IoT Hub returns 429 ThrottlingException only after the limit has been violated for too long a period. This is done so that your messages aren't dropped if your IoT hub gets burst traffic. In the meantime, IoT Hub processes the messages at the operation throttle rate, which might be slow if there's too much traffic in the backlog. To learn more, see IoT Hub traffic shaping.
Consider scaling up your IoT Hub if you're running into quota or throttling limits.
500xxx Internal errors
You may see that your request to IoT Hub fails with an error that begins with 500 and/or some sort of "server error". Some possibilities are:
500001 ServerError: IoT Hub ran into a server-side issue.
500008 GenericTimeout: IoT Hub couldn't complete the connection request before timing out.
ServiceUnavailable (no error code): IoT Hub encountered an internal error.

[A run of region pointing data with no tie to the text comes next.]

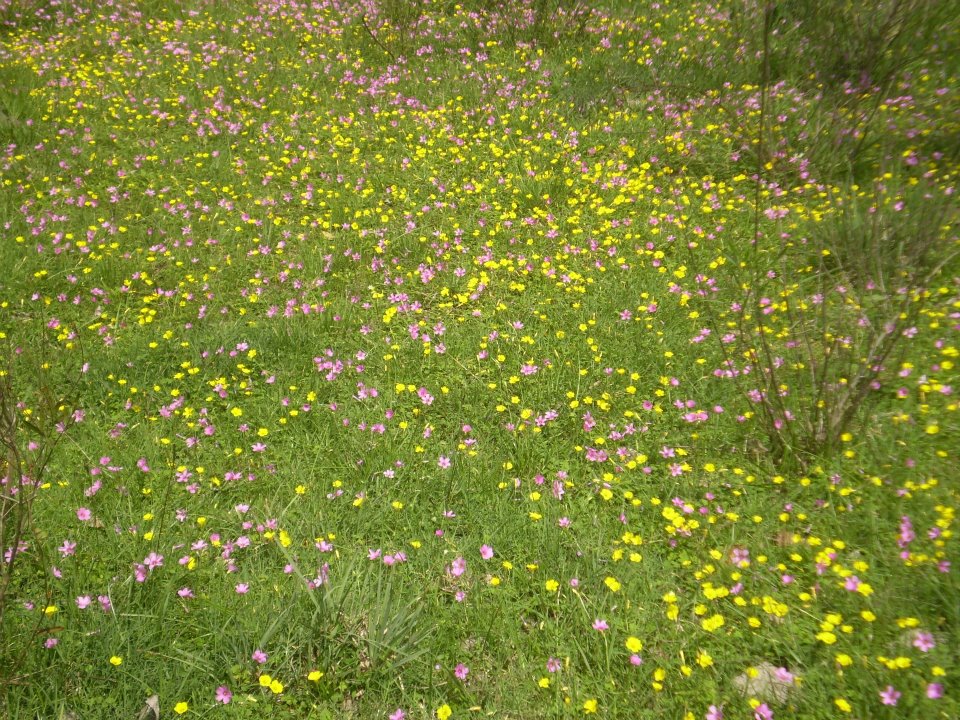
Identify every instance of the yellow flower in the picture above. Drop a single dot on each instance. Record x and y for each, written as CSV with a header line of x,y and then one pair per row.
x,y
712,623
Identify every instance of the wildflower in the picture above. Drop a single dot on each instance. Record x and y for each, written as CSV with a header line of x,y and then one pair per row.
x,y
458,567
889,696
924,642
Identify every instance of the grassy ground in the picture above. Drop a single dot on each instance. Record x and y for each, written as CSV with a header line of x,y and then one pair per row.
x,y
375,361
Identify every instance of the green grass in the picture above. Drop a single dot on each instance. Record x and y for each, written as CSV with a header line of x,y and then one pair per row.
x,y
229,234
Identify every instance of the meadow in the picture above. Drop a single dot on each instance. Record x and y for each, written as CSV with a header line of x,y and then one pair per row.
x,y
435,359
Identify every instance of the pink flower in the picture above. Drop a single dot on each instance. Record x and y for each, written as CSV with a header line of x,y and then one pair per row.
x,y
890,695
458,567
924,642
763,712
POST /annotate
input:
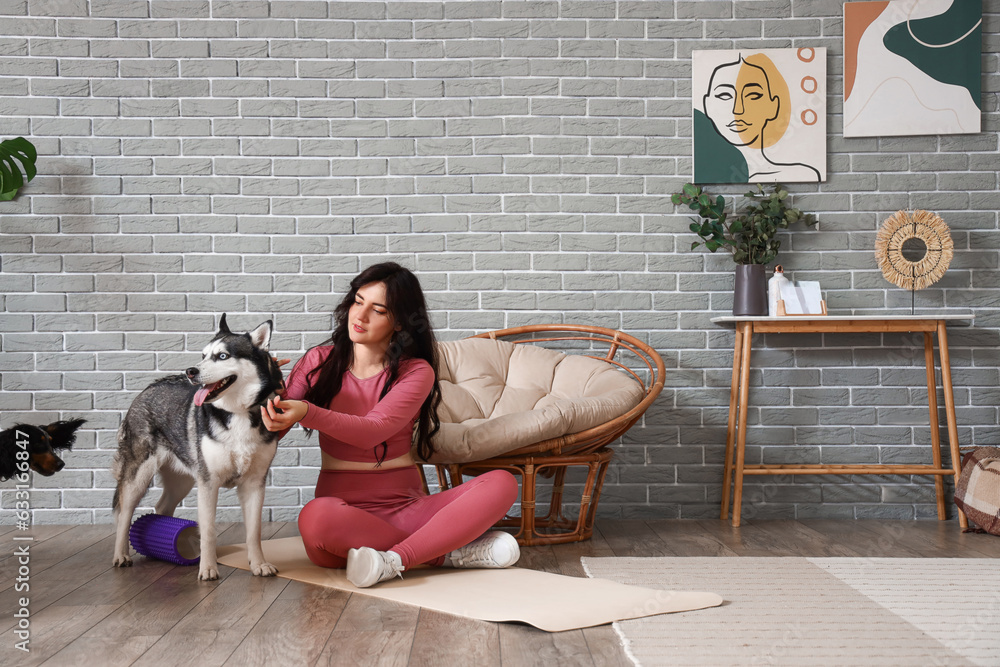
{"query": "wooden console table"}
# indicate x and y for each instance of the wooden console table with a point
(736, 434)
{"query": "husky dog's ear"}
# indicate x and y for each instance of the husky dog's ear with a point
(261, 336)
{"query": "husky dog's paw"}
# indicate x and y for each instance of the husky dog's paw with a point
(264, 569)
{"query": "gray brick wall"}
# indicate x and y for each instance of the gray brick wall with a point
(249, 157)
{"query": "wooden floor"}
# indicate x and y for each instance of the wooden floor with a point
(84, 612)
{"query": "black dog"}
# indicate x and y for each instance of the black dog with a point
(35, 445)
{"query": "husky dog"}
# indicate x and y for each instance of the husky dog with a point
(204, 425)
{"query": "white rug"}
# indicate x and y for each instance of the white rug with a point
(817, 611)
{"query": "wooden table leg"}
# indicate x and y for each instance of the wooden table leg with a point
(949, 404)
(935, 427)
(741, 433)
(727, 477)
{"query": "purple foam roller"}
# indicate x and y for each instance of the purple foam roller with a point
(166, 538)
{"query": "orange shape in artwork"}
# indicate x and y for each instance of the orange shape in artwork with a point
(857, 17)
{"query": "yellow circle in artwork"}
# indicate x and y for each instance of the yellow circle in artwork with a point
(902, 226)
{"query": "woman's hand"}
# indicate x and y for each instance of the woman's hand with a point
(280, 415)
(280, 391)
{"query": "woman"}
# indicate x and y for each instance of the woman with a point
(364, 390)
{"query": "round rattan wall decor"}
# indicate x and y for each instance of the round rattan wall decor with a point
(914, 249)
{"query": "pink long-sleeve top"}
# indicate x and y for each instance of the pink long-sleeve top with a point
(356, 422)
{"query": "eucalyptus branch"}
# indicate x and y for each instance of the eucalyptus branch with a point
(749, 236)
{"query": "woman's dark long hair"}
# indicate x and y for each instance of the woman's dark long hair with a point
(414, 340)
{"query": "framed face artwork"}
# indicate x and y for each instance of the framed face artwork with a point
(912, 67)
(759, 115)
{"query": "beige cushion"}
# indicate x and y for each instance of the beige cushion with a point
(498, 397)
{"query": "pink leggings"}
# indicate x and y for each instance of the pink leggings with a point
(388, 510)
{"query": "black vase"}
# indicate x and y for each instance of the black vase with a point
(750, 293)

InternalServerError (no error code): IoT Hub encountered an internal error.
There can be a number of causes for a 500xxx error response. In all cases, the issue is most likely transient. While the IoT Hub team works hard to maintain the SLA, small subsets of IoT Hub nodes can occasionally experience transient faults. When your device tries to connect to a node that's having issues, you receive this error.
To mitigate 500xxx errors, issue a retry from the device. To automatically manage retries, make sure you use the latest version of the Azure IoT SDKs. For best practice on transient fault handling and retries, see Transient fault handling.
If the problem persists, check Resource Health and Azure Status to see if IoT Hub has a known problem. You can also use the manual failover feature.
If there are no known problems and the issue continues, contact support for further investigation.
You may see that requests to IoT Hub fail with the error 503003 PartitionNotFound.
This error is internal to IoT Hub and is likely transient. See IoT Hub internal server errors.
To resolve this error, see IoT Hub internal server errors.
When trying to invoke a direct method from IoT Hub to a device, you may see that the request fails with the error 504101 GatewayTimeout.
This error occurs because IoT Hub encountered an error and couldn't confirm if the direct method completed before timing out. Or, when using an earlier version of the Azure IoT C# SDK (<1.19.0), the AMQP link between the device and IoT Hub can be dropped silently because of a bug.
To resolve this error, issue a retry or upgrade to the latest version of the Azure IOT C# SDK.